Scotland Guide
Skye and the Western Isles
Rùm
Like Skye, Rùm (
www.isleofrum.com ) is dominated by its Cuillin, which, though only 2663ft at the summit of Askival, rises with comparable drama straight up from the sea. Rùm's chief formal attraction is Kinloch Castle (guided tours most days at around 2pm; £6;
www.kinlochcastle.co.uk ), a squat red-sandstone edifice fronted by colonnades and topped by crenellations and turrets, that overshadows the village of Kinloch. The interior is packed with knick-knacks and technical gizmos accumulated by Sir George Bullough (1870–1939), the spendthrift son of self-made millionaire Sir John Bullough. One of Bullough's prize possessions was his orchestrion, an electrically driven barrel organ (originally destined for Balmoral) crammed in under the stairs, that would grind out an eccentric mixture of pre-dinner tunes; a demo is included in the tour.
Two gentle waymarked heritage trails start from Kinloch, both taking around two hours.

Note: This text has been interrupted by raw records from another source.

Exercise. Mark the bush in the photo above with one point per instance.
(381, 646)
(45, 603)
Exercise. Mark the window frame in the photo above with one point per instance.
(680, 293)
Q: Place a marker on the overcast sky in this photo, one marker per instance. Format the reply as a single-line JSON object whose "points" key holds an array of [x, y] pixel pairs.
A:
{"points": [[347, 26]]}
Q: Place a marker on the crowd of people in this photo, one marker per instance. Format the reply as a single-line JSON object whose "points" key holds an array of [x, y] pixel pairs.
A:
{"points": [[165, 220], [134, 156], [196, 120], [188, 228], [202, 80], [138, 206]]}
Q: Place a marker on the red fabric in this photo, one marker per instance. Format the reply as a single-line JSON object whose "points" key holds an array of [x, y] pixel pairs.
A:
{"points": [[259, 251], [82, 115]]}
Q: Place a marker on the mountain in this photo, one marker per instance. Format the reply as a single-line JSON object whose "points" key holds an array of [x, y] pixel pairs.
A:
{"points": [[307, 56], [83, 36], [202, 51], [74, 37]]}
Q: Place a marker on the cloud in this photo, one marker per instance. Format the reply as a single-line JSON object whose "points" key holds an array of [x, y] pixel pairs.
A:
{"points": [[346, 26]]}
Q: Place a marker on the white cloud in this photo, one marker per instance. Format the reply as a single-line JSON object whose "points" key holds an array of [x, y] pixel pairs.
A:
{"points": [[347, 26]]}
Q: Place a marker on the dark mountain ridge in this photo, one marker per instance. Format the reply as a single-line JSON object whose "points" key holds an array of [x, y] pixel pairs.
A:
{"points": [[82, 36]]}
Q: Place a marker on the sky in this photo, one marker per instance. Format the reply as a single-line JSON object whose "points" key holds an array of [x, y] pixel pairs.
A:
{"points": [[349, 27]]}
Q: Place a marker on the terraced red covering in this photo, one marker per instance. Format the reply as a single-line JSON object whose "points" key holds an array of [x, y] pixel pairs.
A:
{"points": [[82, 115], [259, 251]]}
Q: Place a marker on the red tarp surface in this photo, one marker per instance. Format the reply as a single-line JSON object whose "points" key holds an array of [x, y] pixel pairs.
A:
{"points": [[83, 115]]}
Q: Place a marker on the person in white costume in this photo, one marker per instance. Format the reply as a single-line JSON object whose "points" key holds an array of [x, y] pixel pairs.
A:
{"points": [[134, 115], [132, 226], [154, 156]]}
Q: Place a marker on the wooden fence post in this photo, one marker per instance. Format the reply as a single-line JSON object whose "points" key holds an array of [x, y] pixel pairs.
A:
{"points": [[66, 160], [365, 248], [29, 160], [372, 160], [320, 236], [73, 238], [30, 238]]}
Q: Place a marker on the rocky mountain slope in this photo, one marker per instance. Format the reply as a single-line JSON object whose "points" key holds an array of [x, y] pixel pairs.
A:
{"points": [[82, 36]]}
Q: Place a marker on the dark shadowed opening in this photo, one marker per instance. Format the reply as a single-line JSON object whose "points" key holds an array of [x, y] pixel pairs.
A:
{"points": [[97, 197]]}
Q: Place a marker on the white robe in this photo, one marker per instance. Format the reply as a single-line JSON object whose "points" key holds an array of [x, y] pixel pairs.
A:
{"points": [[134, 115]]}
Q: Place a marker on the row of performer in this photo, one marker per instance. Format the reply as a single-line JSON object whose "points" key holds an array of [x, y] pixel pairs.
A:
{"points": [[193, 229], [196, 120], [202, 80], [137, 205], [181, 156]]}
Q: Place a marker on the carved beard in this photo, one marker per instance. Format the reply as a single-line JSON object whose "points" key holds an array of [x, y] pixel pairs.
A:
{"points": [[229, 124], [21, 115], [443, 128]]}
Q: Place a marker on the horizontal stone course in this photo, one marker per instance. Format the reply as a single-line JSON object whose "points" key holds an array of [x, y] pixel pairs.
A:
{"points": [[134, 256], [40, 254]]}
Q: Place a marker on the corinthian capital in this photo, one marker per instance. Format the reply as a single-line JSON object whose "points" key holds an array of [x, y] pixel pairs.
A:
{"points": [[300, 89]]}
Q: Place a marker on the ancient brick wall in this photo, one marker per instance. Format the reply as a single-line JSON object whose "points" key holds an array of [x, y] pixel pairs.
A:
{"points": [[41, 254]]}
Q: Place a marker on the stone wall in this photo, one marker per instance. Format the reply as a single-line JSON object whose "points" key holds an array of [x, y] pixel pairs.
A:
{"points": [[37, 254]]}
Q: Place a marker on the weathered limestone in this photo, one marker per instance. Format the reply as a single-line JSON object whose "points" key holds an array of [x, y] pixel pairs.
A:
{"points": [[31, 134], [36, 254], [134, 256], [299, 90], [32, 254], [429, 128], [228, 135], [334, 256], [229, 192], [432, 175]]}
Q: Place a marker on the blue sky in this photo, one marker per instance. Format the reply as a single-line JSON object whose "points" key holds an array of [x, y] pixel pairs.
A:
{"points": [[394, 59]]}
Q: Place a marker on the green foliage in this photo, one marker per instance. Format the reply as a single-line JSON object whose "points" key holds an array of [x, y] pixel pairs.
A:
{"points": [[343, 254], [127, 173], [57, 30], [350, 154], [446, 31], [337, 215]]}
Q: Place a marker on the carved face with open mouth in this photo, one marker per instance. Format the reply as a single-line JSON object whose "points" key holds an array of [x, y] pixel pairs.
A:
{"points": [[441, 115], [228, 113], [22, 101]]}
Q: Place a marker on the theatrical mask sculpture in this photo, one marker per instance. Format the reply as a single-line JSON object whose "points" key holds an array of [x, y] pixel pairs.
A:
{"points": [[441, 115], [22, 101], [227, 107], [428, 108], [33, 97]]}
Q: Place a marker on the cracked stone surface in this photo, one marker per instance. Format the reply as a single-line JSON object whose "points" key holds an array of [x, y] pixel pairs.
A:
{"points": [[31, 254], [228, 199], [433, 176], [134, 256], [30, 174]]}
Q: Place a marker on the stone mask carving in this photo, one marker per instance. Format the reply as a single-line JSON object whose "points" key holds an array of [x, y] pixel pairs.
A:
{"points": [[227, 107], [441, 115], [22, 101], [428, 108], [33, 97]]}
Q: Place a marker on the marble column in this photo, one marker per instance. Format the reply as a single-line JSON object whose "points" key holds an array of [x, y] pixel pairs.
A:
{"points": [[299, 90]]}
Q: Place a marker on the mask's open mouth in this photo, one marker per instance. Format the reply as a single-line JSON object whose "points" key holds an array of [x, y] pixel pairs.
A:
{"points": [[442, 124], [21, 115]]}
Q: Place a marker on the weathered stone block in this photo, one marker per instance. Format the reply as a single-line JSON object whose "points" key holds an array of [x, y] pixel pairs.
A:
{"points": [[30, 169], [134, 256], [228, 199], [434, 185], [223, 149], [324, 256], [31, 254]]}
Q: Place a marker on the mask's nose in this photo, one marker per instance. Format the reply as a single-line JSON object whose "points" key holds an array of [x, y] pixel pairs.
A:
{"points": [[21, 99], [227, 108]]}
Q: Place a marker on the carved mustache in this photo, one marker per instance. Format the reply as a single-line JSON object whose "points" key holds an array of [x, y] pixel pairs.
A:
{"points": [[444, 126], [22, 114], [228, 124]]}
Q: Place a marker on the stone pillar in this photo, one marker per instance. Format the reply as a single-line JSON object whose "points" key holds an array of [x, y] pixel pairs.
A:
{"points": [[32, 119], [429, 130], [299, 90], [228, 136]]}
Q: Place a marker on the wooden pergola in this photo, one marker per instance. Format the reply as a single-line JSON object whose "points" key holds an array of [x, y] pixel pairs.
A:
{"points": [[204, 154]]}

The island's best beach is at KILMORY, to the north (5hr return), though check with the reserve manager about public access (
01687/462026). The hamlet of HARRIS on the southwest coast (6hr return) once housed a large crofting community; all that remains now are several ruined blackhouses and the extravagant BulloughMausoleum, built by Sir George to house the remains of his father, overlooking the sea.
Kinloch Castle lets a few of its (non en-suite) four-poster rooms (Price: ₤71-90), but it's basically run as an independent hostel (
01687/462037; dorm beds £14), with dormitories in the old servants' quarters. There are also two simple mountain bothies (maximum stay 3 nights), in Dibidil and Guirdil, and basic camping near the old pier – book ahead for both with the White House (
01687/462026). Wherever you're staying, you can use the hostel kitchen, or eat the unpretentious food offered in the hostel's licensed bistro, which serves full breakfasts, offers packed lunches and charges just under £15 a head for a three-course evening meal. There is also a small shop/off-licence/post office in Kinloch. Bear in mind that Rùm is the wettest of the Small Isles, and is known for having some of the worst midges in Scotland – come prepared for both.